2016-03-01

Apple wins in court battle over unlocking dug dealer's iPhone

A judge says the company doesn't have to help unlock a drug dealer's iPhone.




Apple has won a pivotal clash over privacy rights, with a judge ruling that the company doesn't have to help unlock a drug dealer's iPhone.

For months, Apple has rebuffed US requests that it assist investigators seeking to crack into encrypted iPhones.

The battle burst into public after a judge this month ordered the company to aid prosecutors seeking access a terrorist's phone, but by then Apple had spent months in a Brooklyn court fighting over the drug dealer's device.

On Tuesday, Magistrate Judge James Orenstein said the government's demands on Apple in regards to the dealer's phone were impractical and excessive.

It would be absurd to posit that the authority the government sought was anything other than obnoxious to the law," Orenstein said in a 50-page opinion.

After helping prosecutors unlock at least 70 iPhones, Apple last year stopped co-operating and said the company would no longer serve as the government's helper.
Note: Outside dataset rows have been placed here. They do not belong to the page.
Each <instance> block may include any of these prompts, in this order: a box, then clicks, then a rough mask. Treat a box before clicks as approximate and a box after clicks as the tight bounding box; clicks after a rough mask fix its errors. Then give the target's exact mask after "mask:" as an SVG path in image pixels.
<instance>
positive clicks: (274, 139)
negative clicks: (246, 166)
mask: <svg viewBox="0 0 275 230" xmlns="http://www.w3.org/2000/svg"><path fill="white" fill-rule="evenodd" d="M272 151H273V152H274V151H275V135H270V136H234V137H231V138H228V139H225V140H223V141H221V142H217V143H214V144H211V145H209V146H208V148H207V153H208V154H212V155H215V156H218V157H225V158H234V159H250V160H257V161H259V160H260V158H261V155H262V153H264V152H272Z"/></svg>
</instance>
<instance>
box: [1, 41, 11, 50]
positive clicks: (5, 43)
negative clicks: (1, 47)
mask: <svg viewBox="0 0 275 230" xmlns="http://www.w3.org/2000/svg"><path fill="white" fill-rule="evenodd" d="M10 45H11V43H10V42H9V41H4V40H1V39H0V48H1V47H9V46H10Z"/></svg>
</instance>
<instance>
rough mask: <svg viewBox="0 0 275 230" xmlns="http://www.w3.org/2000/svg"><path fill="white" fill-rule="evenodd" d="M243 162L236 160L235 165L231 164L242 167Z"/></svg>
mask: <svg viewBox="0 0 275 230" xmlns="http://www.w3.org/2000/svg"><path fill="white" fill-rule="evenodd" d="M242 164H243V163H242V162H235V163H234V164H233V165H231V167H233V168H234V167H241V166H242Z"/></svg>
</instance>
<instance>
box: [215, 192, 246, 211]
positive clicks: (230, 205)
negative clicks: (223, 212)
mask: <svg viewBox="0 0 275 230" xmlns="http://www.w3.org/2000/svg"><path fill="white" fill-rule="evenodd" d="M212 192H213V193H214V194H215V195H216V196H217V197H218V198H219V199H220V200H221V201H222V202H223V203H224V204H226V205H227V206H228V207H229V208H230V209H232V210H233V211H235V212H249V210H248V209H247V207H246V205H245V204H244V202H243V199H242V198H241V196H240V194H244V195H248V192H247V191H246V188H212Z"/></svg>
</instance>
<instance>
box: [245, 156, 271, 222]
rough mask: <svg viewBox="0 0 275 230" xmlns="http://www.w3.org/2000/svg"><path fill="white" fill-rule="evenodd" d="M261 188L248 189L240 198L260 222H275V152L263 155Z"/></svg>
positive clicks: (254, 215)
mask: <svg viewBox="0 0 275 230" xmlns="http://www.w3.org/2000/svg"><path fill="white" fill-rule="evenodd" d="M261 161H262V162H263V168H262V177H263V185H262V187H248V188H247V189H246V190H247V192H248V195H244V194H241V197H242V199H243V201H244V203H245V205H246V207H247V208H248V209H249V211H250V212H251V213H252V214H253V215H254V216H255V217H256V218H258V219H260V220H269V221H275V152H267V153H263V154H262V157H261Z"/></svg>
The FBI wants Apple's help unlocking an iPhone used by Syed Rizwan Farook, who killed 14 people in San Bernardino in December.

The FBI believe Farook's phone could help solve the mystery of where he was for 18 minutes after the rampage.

Tuesday's decision, at a minimum, offers Apple a legal basis for defying the government in that case.

Should the issue reach the Supreme Court, Orenstein's opinion may inform the high court's decision.

A senior Apple executive, who spoke on the condition that he not be named, said during a call with reporters that Orenstein's decision would bode well for the company in the San Bernardino case, which has touched off a fierce national debate about the balance between fighting crime and preserving privacy in the digital age.

He said that the government's demands in the San Bernardino case, which include compelling Apple to alter its operating system, were even more far-reaching than in the NY case.